Se si tratta con Hamas, perché non con Putin?
Caro Marcello,
sono sicuro che la tua lettera rappresenta lo sfogo di cui potrebbero essere autori moltissimi cittadini italiani ed europei, i quali temono un allargamento del conflitto in corso in Ucraina, eventualità che ognuno di noi percepisce come sempre più probabile, ed è per questo che ho deciso di rispondere proprio a te. Io stesso sono stufo della guerra e io stesso ho difficoltà a comprendere i motivi per cui seguiamo a prolungarla inviando armi e sostegni economici. La guerra appare sempre privata di senso, forse è l'atto più stupido operato dall'essere umano. Essa produce soltanto morti, dolore, distruzione, sconfitti. Perde anche chi vince. Certo, sarebbe molto bello se fosse sufficiente pubblicare sui giornali articoli contro i conflitti affinché questi finiscano. Pare che tu ne sia convinto, ma irrisorio è quello che possiamo fare. Possiamo raccontare, possiamo anche dire la nostra, possiamo criticare determinate scelte, tuttavia non per questo si giungerà alla pace. Magari! Dal principio mi sono dichiarato contrario al supporto militare indiretto all'Ucraina, quantunque la posizione del Giornale sia a favore dell'invio di armi. Ancora più sciocco mi risulta oggi, dopo oltre due anni dall'inizio della guerra, seguitare ad offrire un appoggio che non ha fatto altro che accrescere a dismisura il numero delle vittime, generando altresì l'annientamento di un Paese intero, l'esodo di milioni di persone, per non parlare dei danni economici che si sono riverberati sul sistema mondiale, mi riferisco all'aumento dei costi del gas, all'inflazione, al carovita.
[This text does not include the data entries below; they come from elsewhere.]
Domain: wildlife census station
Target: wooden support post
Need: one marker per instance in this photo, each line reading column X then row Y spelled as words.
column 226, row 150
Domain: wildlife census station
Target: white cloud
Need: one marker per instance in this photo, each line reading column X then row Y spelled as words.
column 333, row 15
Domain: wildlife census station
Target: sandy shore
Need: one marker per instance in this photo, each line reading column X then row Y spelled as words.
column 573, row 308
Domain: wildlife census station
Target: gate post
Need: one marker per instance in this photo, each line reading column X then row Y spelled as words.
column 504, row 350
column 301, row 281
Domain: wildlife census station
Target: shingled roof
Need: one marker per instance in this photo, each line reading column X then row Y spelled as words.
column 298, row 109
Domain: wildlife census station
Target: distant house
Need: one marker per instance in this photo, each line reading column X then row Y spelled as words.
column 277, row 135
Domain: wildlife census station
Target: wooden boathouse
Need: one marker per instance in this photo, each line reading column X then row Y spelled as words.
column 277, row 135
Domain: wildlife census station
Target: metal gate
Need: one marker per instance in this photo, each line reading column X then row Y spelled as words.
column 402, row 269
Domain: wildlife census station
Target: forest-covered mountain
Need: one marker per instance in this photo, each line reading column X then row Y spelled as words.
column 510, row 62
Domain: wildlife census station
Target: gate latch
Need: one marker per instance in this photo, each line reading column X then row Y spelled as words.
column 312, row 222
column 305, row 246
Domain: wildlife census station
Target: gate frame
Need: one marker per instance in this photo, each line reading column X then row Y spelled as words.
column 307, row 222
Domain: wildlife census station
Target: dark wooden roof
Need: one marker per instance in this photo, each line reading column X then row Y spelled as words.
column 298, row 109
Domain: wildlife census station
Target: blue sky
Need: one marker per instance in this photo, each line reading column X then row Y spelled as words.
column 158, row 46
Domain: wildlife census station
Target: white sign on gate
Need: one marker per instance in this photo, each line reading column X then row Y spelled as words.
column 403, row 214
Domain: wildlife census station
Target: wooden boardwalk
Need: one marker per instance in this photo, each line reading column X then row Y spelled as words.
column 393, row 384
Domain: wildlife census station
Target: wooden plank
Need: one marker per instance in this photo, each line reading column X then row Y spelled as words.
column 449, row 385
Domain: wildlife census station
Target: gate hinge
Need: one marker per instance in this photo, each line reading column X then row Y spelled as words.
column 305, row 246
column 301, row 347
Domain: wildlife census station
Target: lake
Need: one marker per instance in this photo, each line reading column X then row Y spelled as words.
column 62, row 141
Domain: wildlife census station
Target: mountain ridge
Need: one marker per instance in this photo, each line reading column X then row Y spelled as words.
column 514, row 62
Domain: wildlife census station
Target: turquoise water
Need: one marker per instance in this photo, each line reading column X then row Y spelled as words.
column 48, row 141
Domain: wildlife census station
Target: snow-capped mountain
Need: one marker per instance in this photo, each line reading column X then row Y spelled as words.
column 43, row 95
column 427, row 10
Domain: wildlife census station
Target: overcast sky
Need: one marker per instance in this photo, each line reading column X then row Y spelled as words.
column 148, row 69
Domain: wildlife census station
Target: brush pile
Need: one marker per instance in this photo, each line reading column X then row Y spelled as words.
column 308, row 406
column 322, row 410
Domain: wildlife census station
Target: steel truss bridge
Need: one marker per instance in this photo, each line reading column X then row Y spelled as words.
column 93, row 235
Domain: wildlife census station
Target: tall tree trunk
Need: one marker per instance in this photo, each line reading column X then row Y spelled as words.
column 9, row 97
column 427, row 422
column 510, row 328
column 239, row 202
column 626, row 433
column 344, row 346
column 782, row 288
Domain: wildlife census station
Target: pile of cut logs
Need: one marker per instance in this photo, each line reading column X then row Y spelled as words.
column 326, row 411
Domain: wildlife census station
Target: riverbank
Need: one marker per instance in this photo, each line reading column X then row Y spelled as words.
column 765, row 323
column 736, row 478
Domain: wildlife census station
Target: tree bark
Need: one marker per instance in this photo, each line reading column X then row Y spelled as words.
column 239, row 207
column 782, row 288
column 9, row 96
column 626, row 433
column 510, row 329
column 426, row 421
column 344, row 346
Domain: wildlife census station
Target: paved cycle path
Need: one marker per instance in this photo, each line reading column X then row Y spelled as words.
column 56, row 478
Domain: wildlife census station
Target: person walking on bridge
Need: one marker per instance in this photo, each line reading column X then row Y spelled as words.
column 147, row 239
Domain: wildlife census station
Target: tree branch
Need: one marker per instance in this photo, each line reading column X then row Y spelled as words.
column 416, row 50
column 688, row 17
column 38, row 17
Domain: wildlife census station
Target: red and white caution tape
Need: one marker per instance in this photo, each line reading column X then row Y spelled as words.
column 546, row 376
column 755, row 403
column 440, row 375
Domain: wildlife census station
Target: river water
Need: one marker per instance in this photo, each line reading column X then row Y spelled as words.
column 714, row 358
Questa guerra deve finire. Ovvio. Ma non terminerà perché lo scrive Vittorio Feltri, non si concluderà grazie al mio intervento su questo foglio. Faccio la mia parte da libero pensatore quale sono. È poco ma è tutto quello che posso compiere. Ritengo che ci siamo giocati la chance di proporci quale Nazione mediatrice in un eventuale negoziato tra Russia e Ucraina. Avremmo dovuto impegnarci maggiormente su questo fronte, fare valere e rivendicare tale ruolo piuttosto che assumere immediatamente una posizione tanto netta contro la Russia e Putin. Questi, sia chiaro, non è difendibile. Ha aggredito uno Stato sovrano, lo ha invaso militarmente. Era dal secondo conflitto mondiale che non si verificava una aggressione di questo tipo, ossia motivata dall'esigenza di imporre una politica di potenza, volta all'espansione delle frontiere, al controllo di un altro territorio nazionale con un suo proprio popolo, una sua propria lingua, una sua propria storia e una sua propria identità. Eppure non possiamo fare a meno di interloquire con Putin se perseguiamo la pace. Anch'egli è un attore internazionale, la Russia è membro permanente del Consiglio di sicurezza delle Nazioni Unite. Non possiamo fingere che la Russia non esista e combatterla. L'Occidente sta trattando con Hamas, un'organizzazione terroristica, per la pace a Gaza. Per quale dannata ragione non possiamo trattare anche con Putin? Se sono possibili i negoziati tra Israele e Hamas, perché non dovrebbero essere possibili quelli tra Ucraina e Russia? Finché li considereremo impossibile, la guerra dilagherà, non si fermerà mai.
Occorre che qualche capo di Stato coraggioso, che potrebbe essere Giorgia Meloni, cominciando a parlare di pace, mentre il presidente francese Macron propone, insistendo, di spedire soldati degli Stati membri dell'Ue in Ucraina. Una cosa da fare? A crepare, è scontato. A sacrificarsi per niente e per nulla. Infatti, tale scelta non farebbe altro che inasprire ancora di più la guerriglia e allora sì che arriveremmo all'uso delle armi nucleari e sarebbe la rovina collettiva. È tempo di discutere di ritmo. Con il medesimo accanimento con il quale Macron avanza la sua malsana proposta.
La condanna generale nei confronti di Putin è stata naturale, comprensibile. L'attacco all'Ucraina ci ha sconvolti tutti. Tuttavia, non possiamo permetterci di fare vincere le emozioni sulla razionalità. Adesso ci tocca recuperare la ragionevolezza e porci fondamentali quesiti: cosa abbiamo ottenuto mediante questa strategia? Cosa ci proponiamo ora di ottenere? Cosa occorre rivedere del nostro approccio a questa delicata situazione?
Perché le cose cambiano è indispensabile cambiare la maniera in cui abbiamo agitato fino ad oggi.